Newly obtained records show that in the same time period, a single patrol deputy made more than $68,000 in overtime. That figure amounted to well over double his annual salary, records show.
The deputy, assigned to west patrol, worked well over 1,100 hours guarding the perimeter of the county's adult detention center, according to his work attendance records.
His perimeter OT hours were accrued during the last 10 months of 2018, after three capital murder suspects briefly escaped from the jail, a BCSO spokesperson confirmed.
As examples of excessive overtime within BCSO continue to emerge, the agency's overtime practices are coming under increased scrutiny.

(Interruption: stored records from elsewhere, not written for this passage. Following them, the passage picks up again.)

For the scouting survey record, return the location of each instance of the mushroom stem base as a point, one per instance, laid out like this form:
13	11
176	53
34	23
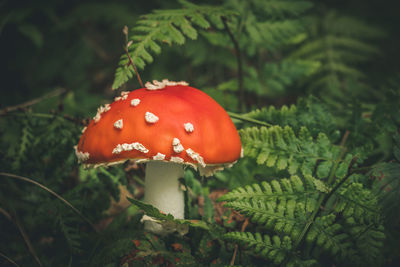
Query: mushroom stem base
162	189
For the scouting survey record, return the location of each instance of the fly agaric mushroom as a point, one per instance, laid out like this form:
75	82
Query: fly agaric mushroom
168	125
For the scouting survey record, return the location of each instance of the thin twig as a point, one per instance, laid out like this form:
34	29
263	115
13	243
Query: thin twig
244	225
32	102
239	63
324	198
244	118
28	243
133	65
9	260
51	192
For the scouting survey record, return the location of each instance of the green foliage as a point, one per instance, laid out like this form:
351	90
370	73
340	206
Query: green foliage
280	147
319	181
338	43
312	214
165	26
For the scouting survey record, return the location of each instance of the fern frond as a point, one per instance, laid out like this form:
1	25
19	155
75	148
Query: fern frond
281	205
281	148
292	188
357	204
25	142
275	249
329	235
338	48
308	112
171	26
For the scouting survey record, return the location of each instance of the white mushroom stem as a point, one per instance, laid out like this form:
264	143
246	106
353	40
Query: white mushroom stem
162	190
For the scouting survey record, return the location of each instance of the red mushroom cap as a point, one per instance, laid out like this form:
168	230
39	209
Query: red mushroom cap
167	121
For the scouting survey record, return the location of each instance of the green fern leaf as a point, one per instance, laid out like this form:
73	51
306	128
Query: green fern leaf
164	26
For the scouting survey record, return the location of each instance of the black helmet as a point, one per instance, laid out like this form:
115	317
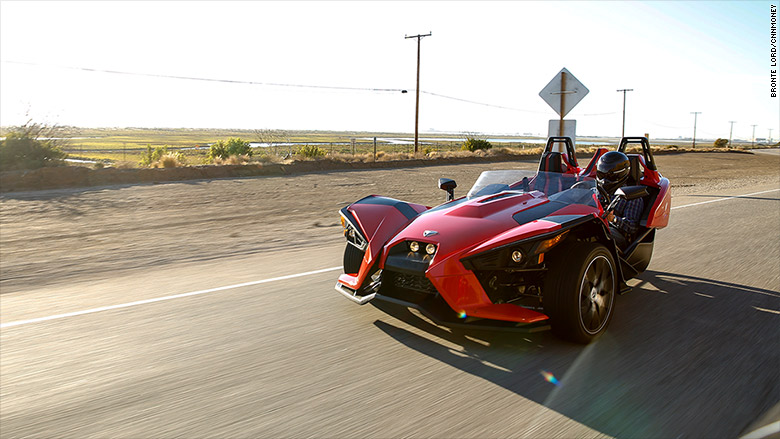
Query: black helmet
612	170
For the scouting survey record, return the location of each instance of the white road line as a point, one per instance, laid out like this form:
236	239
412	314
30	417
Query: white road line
257	282
727	198
160	299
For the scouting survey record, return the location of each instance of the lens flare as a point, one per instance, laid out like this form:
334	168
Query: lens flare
550	378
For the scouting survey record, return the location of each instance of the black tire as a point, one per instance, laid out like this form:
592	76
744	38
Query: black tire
579	292
353	257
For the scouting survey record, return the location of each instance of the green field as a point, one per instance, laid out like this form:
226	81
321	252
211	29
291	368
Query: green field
126	146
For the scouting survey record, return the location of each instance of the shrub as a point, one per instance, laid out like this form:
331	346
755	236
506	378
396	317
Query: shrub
233	146
473	144
171	160
232	160
29	147
311	151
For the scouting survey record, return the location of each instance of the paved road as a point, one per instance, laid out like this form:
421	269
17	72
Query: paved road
692	351
773	151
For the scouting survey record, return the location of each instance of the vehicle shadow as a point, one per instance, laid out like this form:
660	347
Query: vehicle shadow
670	365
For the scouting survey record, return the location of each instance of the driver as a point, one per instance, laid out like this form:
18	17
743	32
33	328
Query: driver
612	171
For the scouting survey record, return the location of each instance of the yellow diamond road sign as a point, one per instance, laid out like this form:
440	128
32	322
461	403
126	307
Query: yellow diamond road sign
563	92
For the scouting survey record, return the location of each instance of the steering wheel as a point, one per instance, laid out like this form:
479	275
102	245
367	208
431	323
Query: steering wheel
580	185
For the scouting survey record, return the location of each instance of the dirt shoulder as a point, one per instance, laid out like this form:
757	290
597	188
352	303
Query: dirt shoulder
65	234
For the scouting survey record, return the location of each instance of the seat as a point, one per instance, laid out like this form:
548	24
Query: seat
636	170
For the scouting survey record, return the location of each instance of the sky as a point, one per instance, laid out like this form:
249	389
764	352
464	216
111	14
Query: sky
481	69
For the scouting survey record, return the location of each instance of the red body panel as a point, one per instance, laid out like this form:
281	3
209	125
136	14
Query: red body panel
659	213
470	227
378	222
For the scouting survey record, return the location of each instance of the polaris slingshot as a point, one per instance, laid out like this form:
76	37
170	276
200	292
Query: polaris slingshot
524	250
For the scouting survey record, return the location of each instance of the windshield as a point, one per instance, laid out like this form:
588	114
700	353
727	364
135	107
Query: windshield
556	186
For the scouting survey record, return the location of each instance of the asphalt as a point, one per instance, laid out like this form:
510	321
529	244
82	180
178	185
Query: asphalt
693	351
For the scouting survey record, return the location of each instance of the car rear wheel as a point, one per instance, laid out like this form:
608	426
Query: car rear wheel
353	257
580	292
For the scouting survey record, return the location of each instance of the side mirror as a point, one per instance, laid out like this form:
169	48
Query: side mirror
448	185
632	192
627	193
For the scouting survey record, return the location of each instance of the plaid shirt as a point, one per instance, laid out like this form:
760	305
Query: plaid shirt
627	215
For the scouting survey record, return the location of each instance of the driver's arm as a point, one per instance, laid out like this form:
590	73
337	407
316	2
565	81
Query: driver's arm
627	215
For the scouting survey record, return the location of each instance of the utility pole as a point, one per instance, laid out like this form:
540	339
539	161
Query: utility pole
753	142
623	133
695	117
731	131
417	100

Curtis Kalin, communications director for Washington D.C.-based Citizens Against Government Waste, a nonpartisan, nonprofit government watchdog group, said there are several "red flags" to the Sheriff Office's overtime practices.
"The fact that he's (the sheriff) in charge of a massive budget underscores the fact that you need to be smarter with the money. The bigger the organization, the more chance you might have waste," said Kalin.
To date, the Defenders have found at least 24 deputies on the law enforcement side of BCSO who were paid out $10,000 or more in overtime last year..
The list is more substantial when you consider that under county rules, a deputy must accumulate 480 hours of compensatory time before even qualifying for overtime.
The Defenders are not naming the deputies, at the request of a BCSO spokesperson.
"You lose other key priorities. You don't fund those and you fund the excessive overtime because of bad budgeting," said Kalin, who added the current overtime situation warrants an investigation into how these payouts could be cut down.
BCSO officials have not said what other areas of the budget have been impacted because of the OT payouts.
The latest revelation comes after a Defenders investigation in January found that three members of the Sheriff's Community Oriented Resource and Education unit, or SCORE, combined to make over $70,000 in overtime last year.
Salazar, who called the OT "money well spent" during an interview for that story, refused a request to be interviewed for this story.
He instead sent the following prepared statement:
The security perimeter position of our Detention Center is not funded; therefore; we must cover all three shifts, 24 hours a day, 365 days a year exclusively with overtime. The amount of money spent on public safety, community policing and providing security perimeter for our Adult Detention Center was well spent. I am proud to have such committed Deputies providing effective public safety and the numbers demonstrate the countless hours they have spent, on the clock, doing exactly that.
Additionally, once the physical improvements of the perimeter fence are completed, that position will no longer be needed.
While the agency had the opportunity to fund the perimeter security position in its 2019 budget, effectively cutting out the need for overtime to staff the position, it appears that it did not.
BCSO officials did not respond to several follow up questions from the Defenders about why a perimeter position was not funded, despite having six months to factor the job into its budget plans.
Additionally, sources say some of the deputies who racked up over $10,000 in OT last year did so in assignments other than guarding the jail's perimeter.
Internal records show that earlier this month BCSO's organizational structure was changed, moving the SCORE unit under new supervision so that its resources could be used in the most efficient manner.